Monday, October 31, 2016

“Goodnight, whatever you are!”: Deceased Artiste John Zacherle

As I’ve noted before on the blog, Halloween is my favorite holiday, bar none. I’ve tried each year to find a suitable horror/monster/”shock” topic to write about (my detailed portrait of Jinx Dawson and the pioneering shock rock band Coven has been the most popular, hands down). This year I have to combine my Deceased Artiste department with the Halloween entry and present a tribute to the late, great John Zacherle, who died on Thursday (a mere four days before Halloween) at the daunting age of 98.

Zach will forever be best known as one of the all-time great TV horror hosts — he ranks with Ernie “Ghoulardi” Anderson and Maila “Vampira” Nurmi in terms of his cultural impact and the amount of fanboy/girls who became famous themselves.

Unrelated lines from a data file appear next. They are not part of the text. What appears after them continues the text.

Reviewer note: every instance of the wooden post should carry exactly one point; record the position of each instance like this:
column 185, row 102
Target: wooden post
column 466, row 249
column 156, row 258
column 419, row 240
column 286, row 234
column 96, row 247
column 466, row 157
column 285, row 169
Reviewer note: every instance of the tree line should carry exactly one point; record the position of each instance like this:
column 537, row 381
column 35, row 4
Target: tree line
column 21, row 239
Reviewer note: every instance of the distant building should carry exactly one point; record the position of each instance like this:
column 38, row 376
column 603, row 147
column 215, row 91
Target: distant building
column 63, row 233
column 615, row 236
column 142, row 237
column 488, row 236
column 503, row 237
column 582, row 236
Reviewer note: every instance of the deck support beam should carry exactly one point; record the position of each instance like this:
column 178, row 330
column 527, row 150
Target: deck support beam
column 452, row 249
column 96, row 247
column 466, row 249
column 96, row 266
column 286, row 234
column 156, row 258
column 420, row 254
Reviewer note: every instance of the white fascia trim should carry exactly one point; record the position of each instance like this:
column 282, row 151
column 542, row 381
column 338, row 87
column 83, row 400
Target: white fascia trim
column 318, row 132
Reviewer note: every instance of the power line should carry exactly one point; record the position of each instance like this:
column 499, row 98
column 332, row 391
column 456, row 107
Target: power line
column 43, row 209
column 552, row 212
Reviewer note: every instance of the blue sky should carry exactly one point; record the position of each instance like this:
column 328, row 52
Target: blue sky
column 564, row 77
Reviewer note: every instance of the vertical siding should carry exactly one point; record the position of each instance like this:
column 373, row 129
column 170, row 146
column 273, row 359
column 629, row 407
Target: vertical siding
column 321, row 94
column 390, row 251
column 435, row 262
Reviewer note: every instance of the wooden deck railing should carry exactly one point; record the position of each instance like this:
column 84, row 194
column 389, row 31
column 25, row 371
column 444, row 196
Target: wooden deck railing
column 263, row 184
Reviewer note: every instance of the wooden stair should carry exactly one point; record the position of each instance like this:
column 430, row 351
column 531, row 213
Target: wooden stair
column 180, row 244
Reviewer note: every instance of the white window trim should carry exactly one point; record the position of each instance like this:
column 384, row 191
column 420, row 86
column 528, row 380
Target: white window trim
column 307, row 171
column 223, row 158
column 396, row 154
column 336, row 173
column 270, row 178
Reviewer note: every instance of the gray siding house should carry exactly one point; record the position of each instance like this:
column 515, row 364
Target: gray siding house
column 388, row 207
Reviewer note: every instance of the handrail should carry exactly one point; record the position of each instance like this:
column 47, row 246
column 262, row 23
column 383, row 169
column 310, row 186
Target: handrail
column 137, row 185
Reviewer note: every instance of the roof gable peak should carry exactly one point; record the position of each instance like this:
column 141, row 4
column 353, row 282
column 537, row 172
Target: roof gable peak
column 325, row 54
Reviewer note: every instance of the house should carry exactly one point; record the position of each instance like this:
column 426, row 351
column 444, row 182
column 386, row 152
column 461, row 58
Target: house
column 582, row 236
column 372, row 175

The many obits that have appeared in the days since his death have charted his TV trajectory, starting from performing on a local daytime Western (!) in Philadelphia (Action in the Afternoon) to creating the horror-movie host “Roland” in the same city on the weekly Shock Theater (1957-58).

As Roland he began playing the chuckling “cool ghoul” character that became his alter ego for the rest of his life. It should be noted that his own, real-life laugh, when he was out of makeup and his elegant mortician outfit, has the same resonant chortle he had perfected as the character.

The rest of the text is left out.